Eric Smith, Sunday, August 14, 2005 - 13:54

Arsenal-express

Pas moins de 159 membres de l'Armée royale ont été exécutés, alors qu'une cinquantaine d'autres ont été faits prisonniers, lors d'une action réalisée le 7 août dernier par l'Armée populaire de libération dans le nord du Népal. De plus en plus, le Népal est le théâtre d'un gigantesque affrontement entre le camp de la monarchie, du féodalisme et de la réaction, d'une part, et celui de la démocratie et de la révolution, d'autre part.

Cette semaine, les médias canadiens ont fait état de la réalisation d'une puissante action de la guérilla maoïste au Népal, qui aurait éliminé, selon les rapports officiels, pas moins de 40 militaires de l'Armée royale. De fait, selon un communiqué publié par le commandant de la Division occidentale de l'Armée populaire de libération (APL), le camarade Prabhakar, ce sont pas moins de 159 membres des forces de l'ordre qui ont été exécutés, alors qu'une cinquantaine d'autres ont été faits prisonniers.

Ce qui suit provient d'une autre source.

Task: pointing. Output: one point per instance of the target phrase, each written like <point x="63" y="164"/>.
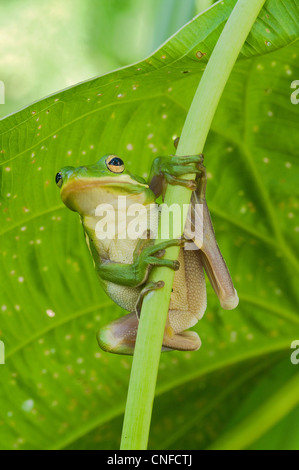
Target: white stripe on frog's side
<point x="123" y="231"/>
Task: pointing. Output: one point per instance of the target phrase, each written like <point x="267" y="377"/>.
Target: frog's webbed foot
<point x="148" y="288"/>
<point x="119" y="337"/>
<point x="170" y="169"/>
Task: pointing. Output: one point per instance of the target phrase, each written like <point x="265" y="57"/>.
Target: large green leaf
<point x="57" y="388"/>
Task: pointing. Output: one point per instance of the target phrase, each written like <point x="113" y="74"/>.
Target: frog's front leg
<point x="169" y="169"/>
<point x="135" y="274"/>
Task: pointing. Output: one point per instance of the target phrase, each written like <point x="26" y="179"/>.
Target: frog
<point x="123" y="264"/>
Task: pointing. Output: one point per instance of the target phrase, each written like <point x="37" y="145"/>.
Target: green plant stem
<point x="155" y="305"/>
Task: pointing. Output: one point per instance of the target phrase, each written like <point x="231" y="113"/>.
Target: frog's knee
<point x="119" y="336"/>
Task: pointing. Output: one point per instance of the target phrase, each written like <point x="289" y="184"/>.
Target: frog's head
<point x="82" y="189"/>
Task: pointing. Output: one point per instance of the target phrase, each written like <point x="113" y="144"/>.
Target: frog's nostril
<point x="58" y="179"/>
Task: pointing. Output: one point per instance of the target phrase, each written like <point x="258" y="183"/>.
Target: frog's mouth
<point x="82" y="194"/>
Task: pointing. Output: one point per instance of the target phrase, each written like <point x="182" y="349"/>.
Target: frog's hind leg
<point x="185" y="341"/>
<point x="119" y="336"/>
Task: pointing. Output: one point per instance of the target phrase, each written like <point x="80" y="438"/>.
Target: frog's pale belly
<point x="188" y="296"/>
<point x="187" y="305"/>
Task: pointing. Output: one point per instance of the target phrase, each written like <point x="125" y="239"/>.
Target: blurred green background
<point x="50" y="45"/>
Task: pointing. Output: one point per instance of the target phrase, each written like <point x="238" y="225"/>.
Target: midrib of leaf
<point x="170" y="385"/>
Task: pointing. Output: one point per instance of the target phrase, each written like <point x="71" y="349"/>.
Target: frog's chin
<point x="84" y="196"/>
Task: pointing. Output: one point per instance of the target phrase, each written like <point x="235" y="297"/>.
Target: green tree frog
<point x="123" y="263"/>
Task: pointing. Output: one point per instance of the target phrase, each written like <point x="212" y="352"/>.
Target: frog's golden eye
<point x="115" y="164"/>
<point x="58" y="179"/>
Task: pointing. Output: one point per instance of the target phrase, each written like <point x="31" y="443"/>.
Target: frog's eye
<point x="115" y="164"/>
<point x="58" y="179"/>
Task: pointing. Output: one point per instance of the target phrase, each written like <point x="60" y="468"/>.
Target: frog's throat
<point x="82" y="184"/>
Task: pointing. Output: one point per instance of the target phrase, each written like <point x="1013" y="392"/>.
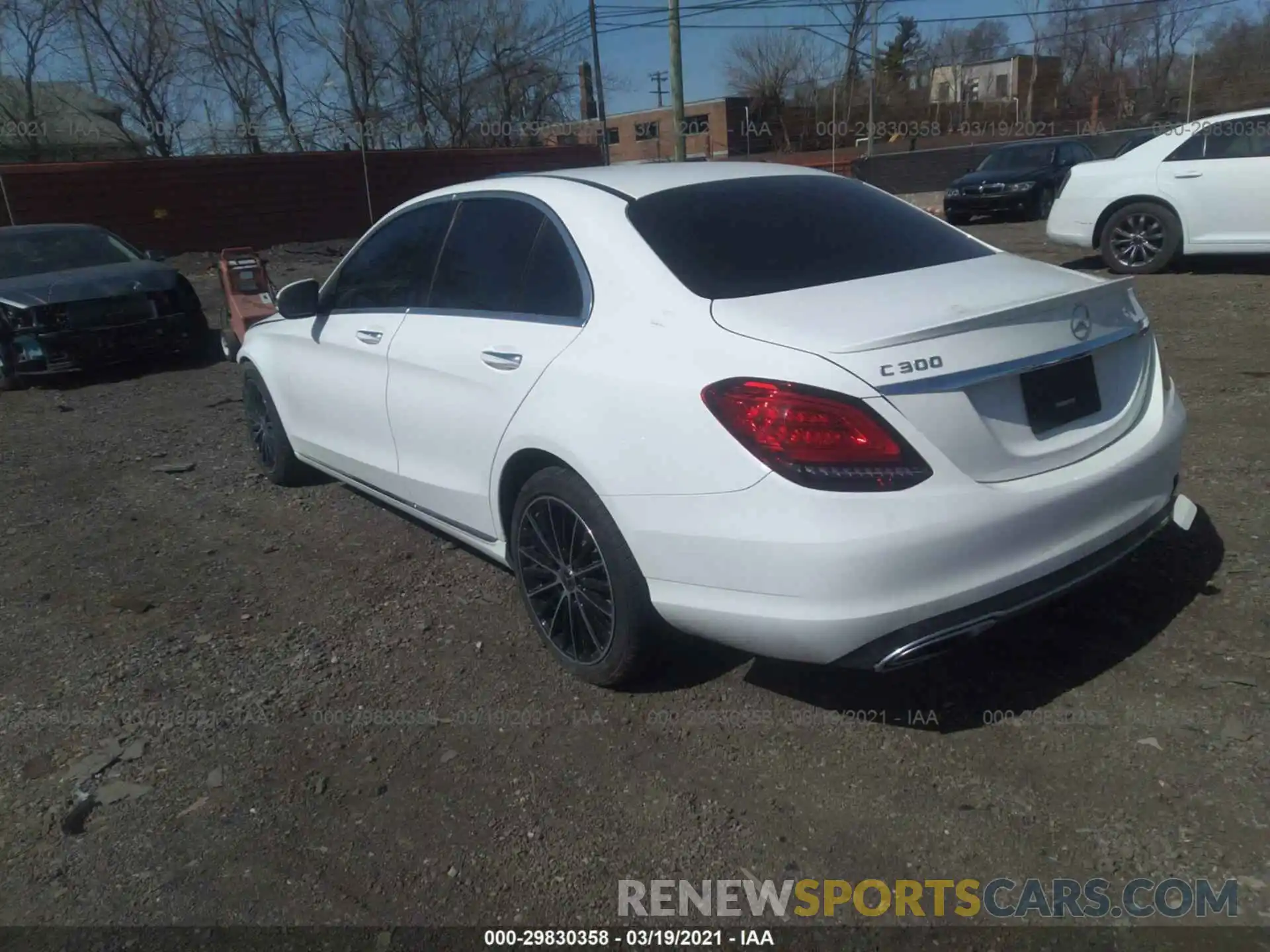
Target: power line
<point x="1070" y="33"/>
<point x="803" y="4"/>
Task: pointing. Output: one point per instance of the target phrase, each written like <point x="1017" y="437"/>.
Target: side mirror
<point x="299" y="300"/>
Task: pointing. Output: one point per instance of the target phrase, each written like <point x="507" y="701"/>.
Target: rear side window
<point x="393" y="267"/>
<point x="483" y="264"/>
<point x="751" y="237"/>
<point x="552" y="286"/>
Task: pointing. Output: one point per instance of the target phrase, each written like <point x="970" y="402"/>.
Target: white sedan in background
<point x="1198" y="188"/>
<point x="771" y="407"/>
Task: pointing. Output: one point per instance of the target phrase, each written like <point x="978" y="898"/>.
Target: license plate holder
<point x="1057" y="395"/>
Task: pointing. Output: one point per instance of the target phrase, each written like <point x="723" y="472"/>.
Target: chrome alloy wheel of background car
<point x="566" y="580"/>
<point x="1138" y="239"/>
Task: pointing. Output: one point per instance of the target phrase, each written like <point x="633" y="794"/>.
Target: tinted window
<point x="1189" y="150"/>
<point x="393" y="267"/>
<point x="763" y="235"/>
<point x="552" y="285"/>
<point x="1019" y="158"/>
<point x="1240" y="139"/>
<point x="1074" y="153"/>
<point x="1129" y="145"/>
<point x="486" y="255"/>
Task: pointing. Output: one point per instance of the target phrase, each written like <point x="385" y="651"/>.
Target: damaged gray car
<point x="75" y="298"/>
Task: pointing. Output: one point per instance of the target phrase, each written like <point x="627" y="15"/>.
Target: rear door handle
<point x="501" y="360"/>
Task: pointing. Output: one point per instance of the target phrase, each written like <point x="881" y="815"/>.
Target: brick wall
<point x="211" y="202"/>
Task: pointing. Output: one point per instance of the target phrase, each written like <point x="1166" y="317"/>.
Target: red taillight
<point x="813" y="437"/>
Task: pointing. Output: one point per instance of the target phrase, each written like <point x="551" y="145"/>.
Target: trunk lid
<point x="1009" y="367"/>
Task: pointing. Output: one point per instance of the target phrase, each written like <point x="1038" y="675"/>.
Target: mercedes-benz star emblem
<point x="1081" y="323"/>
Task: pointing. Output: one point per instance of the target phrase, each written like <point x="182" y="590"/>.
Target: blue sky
<point x="628" y="56"/>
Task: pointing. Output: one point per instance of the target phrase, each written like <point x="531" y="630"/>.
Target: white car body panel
<point x="1222" y="204"/>
<point x="730" y="550"/>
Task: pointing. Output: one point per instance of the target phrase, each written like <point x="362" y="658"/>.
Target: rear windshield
<point x="1019" y="158"/>
<point x="749" y="237"/>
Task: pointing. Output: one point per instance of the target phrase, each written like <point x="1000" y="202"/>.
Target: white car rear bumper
<point x="1071" y="222"/>
<point x="784" y="571"/>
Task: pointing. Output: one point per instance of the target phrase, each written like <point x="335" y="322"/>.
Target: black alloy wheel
<point x="1141" y="239"/>
<point x="259" y="420"/>
<point x="579" y="582"/>
<point x="566" y="580"/>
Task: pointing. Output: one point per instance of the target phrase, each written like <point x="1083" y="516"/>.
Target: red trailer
<point x="248" y="296"/>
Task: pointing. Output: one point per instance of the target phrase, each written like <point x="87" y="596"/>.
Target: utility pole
<point x="600" y="85"/>
<point x="1191" y="87"/>
<point x="676" y="84"/>
<point x="659" y="78"/>
<point x="873" y="79"/>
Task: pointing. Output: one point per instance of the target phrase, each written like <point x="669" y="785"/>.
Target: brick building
<point x="713" y="128"/>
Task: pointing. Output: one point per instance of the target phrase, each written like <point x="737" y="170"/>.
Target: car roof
<point x="21" y="230"/>
<point x="638" y="179"/>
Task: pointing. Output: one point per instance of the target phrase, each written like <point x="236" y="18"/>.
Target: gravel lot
<point x="216" y="630"/>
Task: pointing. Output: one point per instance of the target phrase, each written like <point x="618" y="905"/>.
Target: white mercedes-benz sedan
<point x="774" y="408"/>
<point x="1193" y="190"/>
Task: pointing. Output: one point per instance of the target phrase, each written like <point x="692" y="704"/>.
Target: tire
<point x="563" y="587"/>
<point x="1043" y="206"/>
<point x="9" y="379"/>
<point x="270" y="444"/>
<point x="1146" y="226"/>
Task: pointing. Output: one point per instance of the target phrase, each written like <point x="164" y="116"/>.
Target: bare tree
<point x="526" y="87"/>
<point x="1114" y="31"/>
<point x="1234" y="67"/>
<point x="456" y="75"/>
<point x="248" y="48"/>
<point x="1033" y="9"/>
<point x="1173" y="23"/>
<point x="988" y="40"/>
<point x="140" y="56"/>
<point x="411" y="26"/>
<point x="349" y="32"/>
<point x="28" y="33"/>
<point x="1068" y="28"/>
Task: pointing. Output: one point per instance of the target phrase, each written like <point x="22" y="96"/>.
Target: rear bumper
<point x="1071" y="222"/>
<point x="48" y="352"/>
<point x="789" y="573"/>
<point x="923" y="640"/>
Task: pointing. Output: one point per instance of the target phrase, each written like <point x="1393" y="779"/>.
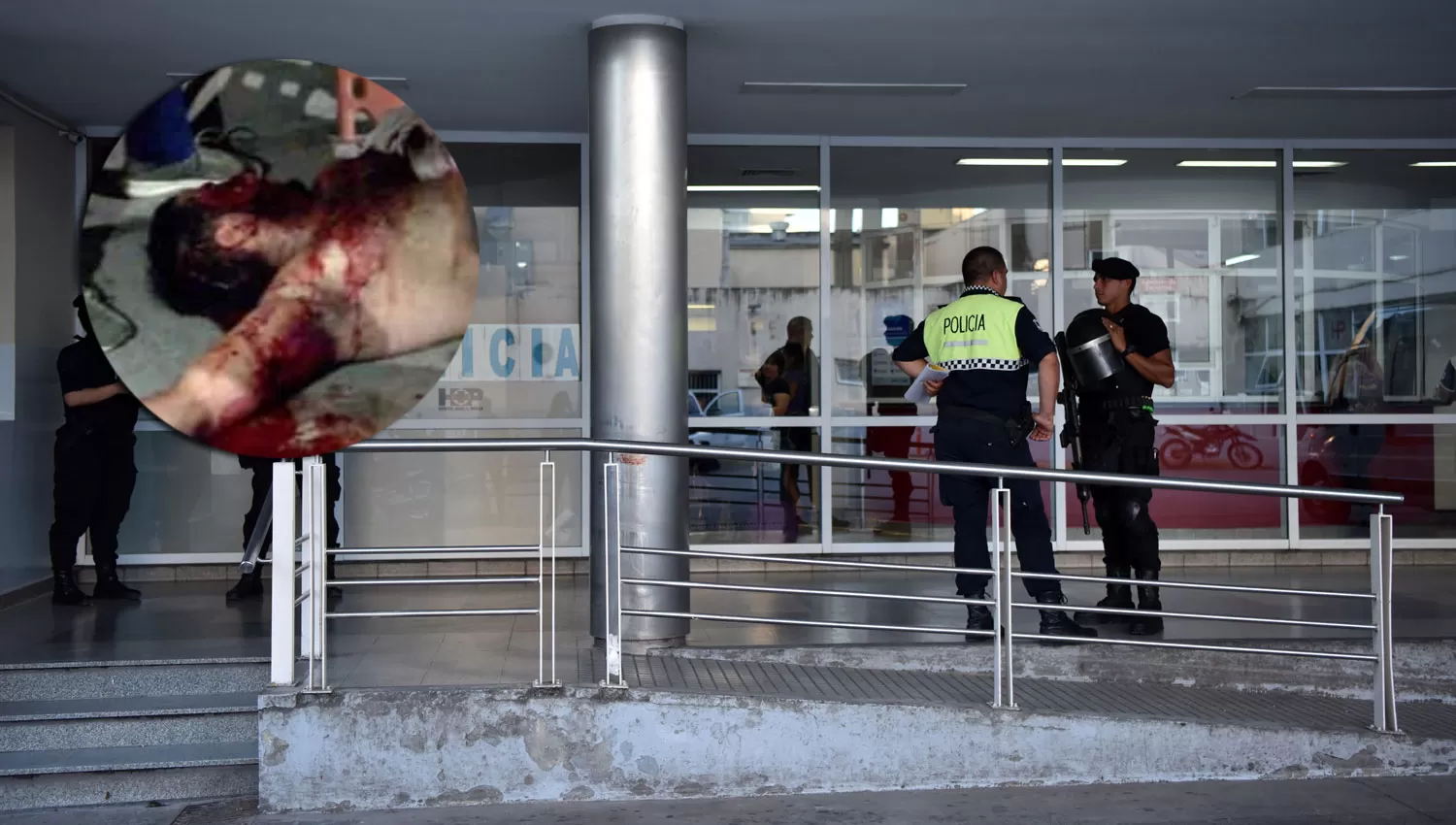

L'action s'est déroulée près du village de Pili, dans le district de Kalikot, situé dans le nord du pays, où l'Armée royale avait établi une base militaire temporaire dans le cadre de ses opérations visant à contenir la guérilla. Le 7 août vers 17h40, des milliers de combattantes et combattants dirigéEs par l'APL ont littéralement pris d'assaut la dite base militaire. Il semble que les affrontements se soient poursuivis jusqu'à 4 heures le lendemain matin, avec les résultats que l'on sait.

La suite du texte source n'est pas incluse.